What Changed From s02
| Component | Before (s02) | After (s03) |
|---|---|---|
| Tools | 4 | 5 (+todo) |
| Planning | None | TodoManager with statuses |
| Nag injection | None | <reminder> after 3 rounds |
| Agent loop | Simple dispatch | + rounds_since_todo counter |
Try It
cd learn-claude-code
python agents/s03_todo_write.py
Refactor the file hello.py: add type hints, docstrings, and a main guardCreate a Python package with __init__.py, utils.py, and tests/test_utils.pyReview all Python files and fix any style issues
Watch the model create a plan, work through it step by step, and check off items as it goes. If it forgets to update the plan for a few rounds, you will see the <reminder> nudge appear in the conversation.
What You've Mastered
At this point, you can:
- Add session planning to any agent by dropping a
todotool into the dispatch map. - Enforce sequential focus with the "one in_progress at a time" constraint.
- Use nag injection to pull the model back on track when it drifts.
- Explain why structured state beats free-form prose for multi-step plans.
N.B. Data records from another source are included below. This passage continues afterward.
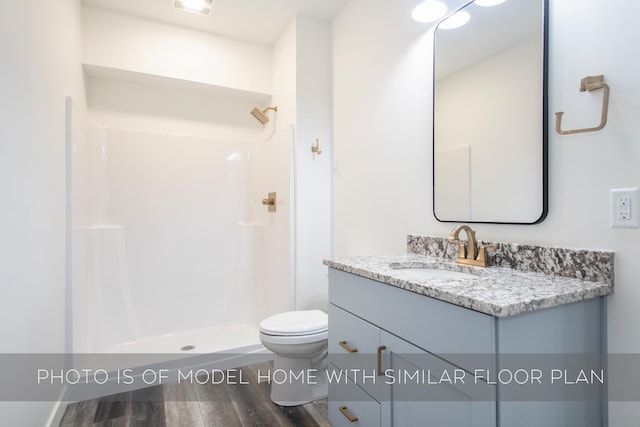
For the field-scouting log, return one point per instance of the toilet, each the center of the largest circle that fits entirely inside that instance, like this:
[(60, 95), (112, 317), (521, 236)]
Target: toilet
[(299, 341)]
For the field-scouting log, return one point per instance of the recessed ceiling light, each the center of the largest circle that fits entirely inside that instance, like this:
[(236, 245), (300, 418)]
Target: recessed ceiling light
[(428, 10), (488, 2), (456, 20), (201, 7)]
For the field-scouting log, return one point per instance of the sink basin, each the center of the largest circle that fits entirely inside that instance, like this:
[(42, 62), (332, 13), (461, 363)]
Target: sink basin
[(428, 272)]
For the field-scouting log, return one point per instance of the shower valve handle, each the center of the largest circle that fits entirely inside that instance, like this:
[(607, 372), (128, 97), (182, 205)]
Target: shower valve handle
[(270, 201)]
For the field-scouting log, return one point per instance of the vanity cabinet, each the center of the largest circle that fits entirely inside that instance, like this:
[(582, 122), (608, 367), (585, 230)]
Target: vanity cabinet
[(392, 347)]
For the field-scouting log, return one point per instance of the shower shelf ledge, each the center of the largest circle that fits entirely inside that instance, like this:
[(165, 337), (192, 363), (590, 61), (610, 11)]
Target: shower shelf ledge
[(99, 71)]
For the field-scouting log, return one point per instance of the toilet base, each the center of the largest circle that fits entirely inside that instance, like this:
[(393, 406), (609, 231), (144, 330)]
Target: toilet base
[(295, 382)]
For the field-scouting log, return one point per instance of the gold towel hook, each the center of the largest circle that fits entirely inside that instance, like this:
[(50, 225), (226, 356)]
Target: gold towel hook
[(589, 83)]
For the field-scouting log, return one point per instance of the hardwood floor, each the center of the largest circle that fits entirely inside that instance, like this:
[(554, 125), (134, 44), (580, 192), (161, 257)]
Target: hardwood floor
[(196, 405)]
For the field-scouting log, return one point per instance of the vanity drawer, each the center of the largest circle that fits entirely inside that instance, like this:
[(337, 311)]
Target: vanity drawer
[(354, 403), (436, 326)]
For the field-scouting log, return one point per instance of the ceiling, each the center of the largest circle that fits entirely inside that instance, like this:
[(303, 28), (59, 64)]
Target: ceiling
[(257, 21)]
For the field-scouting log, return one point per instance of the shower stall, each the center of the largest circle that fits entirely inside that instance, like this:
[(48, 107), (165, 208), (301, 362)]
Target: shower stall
[(172, 249)]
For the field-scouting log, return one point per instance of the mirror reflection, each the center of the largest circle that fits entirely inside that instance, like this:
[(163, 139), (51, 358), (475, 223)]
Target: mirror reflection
[(489, 115)]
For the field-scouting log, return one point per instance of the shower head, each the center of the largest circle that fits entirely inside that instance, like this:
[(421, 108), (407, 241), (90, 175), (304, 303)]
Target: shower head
[(261, 114)]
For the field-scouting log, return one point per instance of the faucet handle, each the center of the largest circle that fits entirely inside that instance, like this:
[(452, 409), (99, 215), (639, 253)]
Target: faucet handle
[(483, 258), (462, 251)]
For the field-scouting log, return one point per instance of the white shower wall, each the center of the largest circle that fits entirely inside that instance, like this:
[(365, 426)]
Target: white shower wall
[(170, 236)]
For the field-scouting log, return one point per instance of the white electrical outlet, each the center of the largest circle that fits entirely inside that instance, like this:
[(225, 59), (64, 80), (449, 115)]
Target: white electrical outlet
[(625, 207)]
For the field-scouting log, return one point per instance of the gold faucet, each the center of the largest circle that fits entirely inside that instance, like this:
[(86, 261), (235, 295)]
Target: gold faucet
[(469, 252)]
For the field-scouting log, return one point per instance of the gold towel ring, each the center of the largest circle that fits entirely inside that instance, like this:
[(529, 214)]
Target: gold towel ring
[(589, 83)]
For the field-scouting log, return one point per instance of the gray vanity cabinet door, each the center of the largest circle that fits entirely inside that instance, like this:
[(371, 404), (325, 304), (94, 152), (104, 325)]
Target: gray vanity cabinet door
[(363, 339), (416, 395), (349, 400)]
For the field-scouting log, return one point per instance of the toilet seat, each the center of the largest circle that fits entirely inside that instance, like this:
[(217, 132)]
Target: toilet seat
[(295, 323)]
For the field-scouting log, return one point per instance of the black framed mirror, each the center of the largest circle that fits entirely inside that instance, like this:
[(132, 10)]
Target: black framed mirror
[(490, 113)]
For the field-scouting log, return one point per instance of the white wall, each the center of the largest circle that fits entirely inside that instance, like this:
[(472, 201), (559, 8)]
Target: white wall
[(382, 144), (302, 92), (115, 40), (40, 50)]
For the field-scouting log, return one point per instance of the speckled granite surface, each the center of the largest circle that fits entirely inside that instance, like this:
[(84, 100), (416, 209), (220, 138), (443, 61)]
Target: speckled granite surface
[(590, 265), (496, 291)]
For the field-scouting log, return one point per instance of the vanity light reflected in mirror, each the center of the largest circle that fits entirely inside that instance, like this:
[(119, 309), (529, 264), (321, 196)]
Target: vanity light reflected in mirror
[(456, 20), (428, 10)]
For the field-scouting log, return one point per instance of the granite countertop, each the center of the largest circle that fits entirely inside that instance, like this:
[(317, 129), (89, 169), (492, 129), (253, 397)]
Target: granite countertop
[(497, 291)]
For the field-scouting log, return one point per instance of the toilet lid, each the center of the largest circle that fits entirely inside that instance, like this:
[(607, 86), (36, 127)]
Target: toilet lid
[(295, 323)]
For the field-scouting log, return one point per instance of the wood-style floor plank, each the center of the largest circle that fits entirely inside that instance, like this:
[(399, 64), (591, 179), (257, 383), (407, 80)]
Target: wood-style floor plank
[(147, 407), (197, 404), (181, 406), (79, 414)]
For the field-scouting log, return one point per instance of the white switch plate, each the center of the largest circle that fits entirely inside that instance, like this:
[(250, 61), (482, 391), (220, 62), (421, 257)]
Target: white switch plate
[(625, 207)]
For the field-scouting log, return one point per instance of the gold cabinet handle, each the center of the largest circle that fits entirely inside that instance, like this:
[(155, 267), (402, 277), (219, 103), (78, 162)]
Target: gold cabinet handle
[(344, 345), (379, 354), (343, 410)]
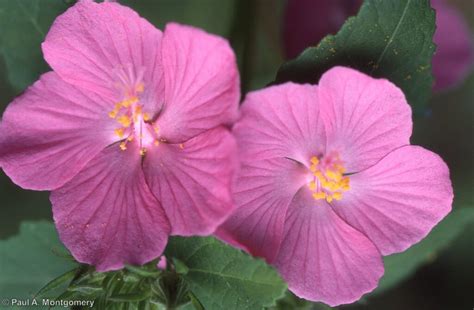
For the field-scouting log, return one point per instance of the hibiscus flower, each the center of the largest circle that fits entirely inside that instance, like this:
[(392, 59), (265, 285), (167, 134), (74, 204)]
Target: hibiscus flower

Keep three boundaries in mind: todo here means "plan for the current conversation", not a durable task database. The tiny schema {id, text, status} is enough. A direct reminder is enough -- you do not need a sophisticated planning UI yet.
What's Next
Your agent can now plan its work and stay on track. But every file it reads, every bash output it produces -- all of it stays in the conversation forever, eating into the context window. A five-file investigation might burn thousands of tokens (roughly word-sized pieces -- a 1000-line file uses about 4000 tokens) that the parent conversation never needs again. In s04, you will learn how to spin up subagents with fresh, isolated context -- so the parent stays clean and the model stays sharp.
Key Takeaway
Once the plan lives in structured state instead of free-form prose, the agent drifts much less.